I have a column of strings like below that contain date information, and I need to add leading zeros to single-digit months and days. I've run into some issues trying to do this purely with pandas.DataFrame.replace and regular expressions.
import pandas as pd
df = pd.DataFrame({'Key':['0123456789_1/2/2019','0123456789_11/23/2019','0145892367_10/2/2019','0145892367_4/13/2019']})
df
Out[323]:
Key
0 0123456789_1/2/2019
1 0123456789_11/23/2019
2 0145892367_10/2/2019
3 0145892367_4/13/2019
For the above column, the output I'd want after reformatting would be:
Key
0 0123456789_01/02/2019
1 0123456789_11/23/2019
2 0145892367_10/02/2019
3 0145892367_04/13/2019
By now I've figured out I can do this by splitting the strings:
r = df['Key'].str.split('_|/', expand=True)

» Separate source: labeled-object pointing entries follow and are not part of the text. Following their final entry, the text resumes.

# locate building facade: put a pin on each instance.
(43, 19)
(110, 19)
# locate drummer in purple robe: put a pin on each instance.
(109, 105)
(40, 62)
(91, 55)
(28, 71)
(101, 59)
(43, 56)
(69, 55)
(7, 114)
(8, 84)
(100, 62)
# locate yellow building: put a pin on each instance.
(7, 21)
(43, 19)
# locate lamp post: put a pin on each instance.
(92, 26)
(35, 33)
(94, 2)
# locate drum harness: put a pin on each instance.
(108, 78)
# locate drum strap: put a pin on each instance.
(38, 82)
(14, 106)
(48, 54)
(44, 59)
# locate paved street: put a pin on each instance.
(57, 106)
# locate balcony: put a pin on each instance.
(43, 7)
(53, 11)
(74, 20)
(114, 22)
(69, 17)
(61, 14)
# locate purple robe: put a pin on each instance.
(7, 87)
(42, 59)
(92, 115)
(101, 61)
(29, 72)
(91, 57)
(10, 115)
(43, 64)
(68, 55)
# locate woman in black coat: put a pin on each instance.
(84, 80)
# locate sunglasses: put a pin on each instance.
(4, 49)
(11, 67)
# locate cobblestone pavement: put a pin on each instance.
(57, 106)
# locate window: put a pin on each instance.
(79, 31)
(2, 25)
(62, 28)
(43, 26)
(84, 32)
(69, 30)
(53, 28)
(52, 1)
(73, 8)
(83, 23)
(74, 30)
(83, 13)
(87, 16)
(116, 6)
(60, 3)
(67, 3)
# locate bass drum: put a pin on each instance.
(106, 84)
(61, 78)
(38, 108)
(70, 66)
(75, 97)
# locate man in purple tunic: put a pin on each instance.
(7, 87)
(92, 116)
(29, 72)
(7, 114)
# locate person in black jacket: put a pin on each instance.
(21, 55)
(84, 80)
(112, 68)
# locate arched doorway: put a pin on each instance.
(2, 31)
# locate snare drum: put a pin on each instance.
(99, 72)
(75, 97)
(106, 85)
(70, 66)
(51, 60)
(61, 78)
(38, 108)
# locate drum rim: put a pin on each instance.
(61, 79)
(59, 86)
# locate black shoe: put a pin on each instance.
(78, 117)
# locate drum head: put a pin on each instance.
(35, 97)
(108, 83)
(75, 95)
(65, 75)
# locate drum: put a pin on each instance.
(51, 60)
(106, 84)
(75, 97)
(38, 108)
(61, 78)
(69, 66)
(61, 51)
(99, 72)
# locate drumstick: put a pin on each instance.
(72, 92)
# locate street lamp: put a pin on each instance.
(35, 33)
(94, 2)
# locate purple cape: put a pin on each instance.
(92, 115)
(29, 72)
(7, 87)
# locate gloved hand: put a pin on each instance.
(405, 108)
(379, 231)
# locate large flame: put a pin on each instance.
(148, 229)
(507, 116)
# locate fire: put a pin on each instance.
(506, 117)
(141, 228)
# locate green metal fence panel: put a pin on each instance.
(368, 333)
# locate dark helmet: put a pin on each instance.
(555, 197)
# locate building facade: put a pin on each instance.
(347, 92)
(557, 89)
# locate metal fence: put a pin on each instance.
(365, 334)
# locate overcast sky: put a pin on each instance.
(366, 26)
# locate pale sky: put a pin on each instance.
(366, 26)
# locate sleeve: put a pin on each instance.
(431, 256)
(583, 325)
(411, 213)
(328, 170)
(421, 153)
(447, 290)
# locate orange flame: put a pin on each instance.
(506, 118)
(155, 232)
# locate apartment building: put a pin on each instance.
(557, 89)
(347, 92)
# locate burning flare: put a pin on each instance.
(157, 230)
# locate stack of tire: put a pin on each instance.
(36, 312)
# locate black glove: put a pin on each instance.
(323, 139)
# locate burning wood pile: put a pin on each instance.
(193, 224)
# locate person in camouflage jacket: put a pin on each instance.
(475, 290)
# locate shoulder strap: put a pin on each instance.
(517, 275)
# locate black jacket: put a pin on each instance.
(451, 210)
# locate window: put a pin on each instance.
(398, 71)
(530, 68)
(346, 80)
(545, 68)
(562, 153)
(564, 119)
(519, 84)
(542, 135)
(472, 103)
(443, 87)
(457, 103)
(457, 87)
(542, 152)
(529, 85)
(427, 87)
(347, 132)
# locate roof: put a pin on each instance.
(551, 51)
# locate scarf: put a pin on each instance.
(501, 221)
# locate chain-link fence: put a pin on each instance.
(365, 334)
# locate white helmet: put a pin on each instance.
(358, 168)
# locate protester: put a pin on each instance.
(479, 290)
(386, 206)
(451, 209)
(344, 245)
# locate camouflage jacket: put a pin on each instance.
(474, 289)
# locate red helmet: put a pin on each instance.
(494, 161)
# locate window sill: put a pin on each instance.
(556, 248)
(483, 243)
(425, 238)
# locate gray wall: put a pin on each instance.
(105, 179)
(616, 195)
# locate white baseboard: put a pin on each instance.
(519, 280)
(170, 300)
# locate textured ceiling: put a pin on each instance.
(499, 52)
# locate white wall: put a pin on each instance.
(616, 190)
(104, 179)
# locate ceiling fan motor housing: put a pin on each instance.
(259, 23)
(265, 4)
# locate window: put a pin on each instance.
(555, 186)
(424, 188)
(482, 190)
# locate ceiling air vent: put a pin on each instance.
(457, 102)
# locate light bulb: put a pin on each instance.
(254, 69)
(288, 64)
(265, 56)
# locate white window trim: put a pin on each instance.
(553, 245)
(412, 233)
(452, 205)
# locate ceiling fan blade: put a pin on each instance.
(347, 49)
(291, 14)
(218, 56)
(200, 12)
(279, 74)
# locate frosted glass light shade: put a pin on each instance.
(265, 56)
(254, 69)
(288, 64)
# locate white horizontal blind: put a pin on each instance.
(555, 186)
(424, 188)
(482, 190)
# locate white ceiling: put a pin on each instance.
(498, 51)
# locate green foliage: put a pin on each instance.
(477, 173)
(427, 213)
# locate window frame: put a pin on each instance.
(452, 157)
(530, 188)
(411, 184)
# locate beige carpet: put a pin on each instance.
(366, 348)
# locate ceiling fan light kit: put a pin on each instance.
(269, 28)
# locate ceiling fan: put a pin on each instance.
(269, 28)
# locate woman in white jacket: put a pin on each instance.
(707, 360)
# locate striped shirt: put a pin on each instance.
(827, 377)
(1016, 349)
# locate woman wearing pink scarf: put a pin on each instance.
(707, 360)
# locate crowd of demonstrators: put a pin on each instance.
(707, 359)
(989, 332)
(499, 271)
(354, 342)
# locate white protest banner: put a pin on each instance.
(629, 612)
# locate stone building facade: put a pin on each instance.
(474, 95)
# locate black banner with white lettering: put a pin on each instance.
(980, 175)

df2 = r[0] + '_' + r[1].str.zfill(2) + '/' + r[2].str.zfill(2) + '/' + r[3]
df2
Out[333]:
0 0123456789_01/02/2019
1 0123456789_11/23/2019
2 0145892367_10/02/2019
3 0145892367_04/13/2019
dtype: object
...But when I was initially trying to do it with pandas.DataFrame.replace, the closest I was able to get was:
df2 = df.replace(r'(_|/)([1-9]/)',r'\1 0\2',regex=True)
df2
Out[335]:
Key
0 0123456789_ 01/2/2019
1 0123456789_11/23/2019
2 0145892367_10/ 02/2019
3 0145892367_ 04/13/2019
There are two problems with this that I'd like to know more about:
- In cases like row 0 where both the month and day are single-digit, it only finds the month. How can I get it to match both?
- I don't want the spaces, but when I try to replace using
r'\10\2', of course I get an error because it thinks I'm trying to substitute in group 10, and there is no such group in the first regex. If I tryr'(\1)0\2', it works, except it prints the literal parenthesis. Why does it do this, and how can I properly write this so that it prints group 1 immediately followed by a literal zero?
Edit for clarification:
I'm aware I could also fix it by parsing the dates, but I'm specifically interested in the regex solution, as a learning exercise. Also because a single replace is much faster for large dataframes.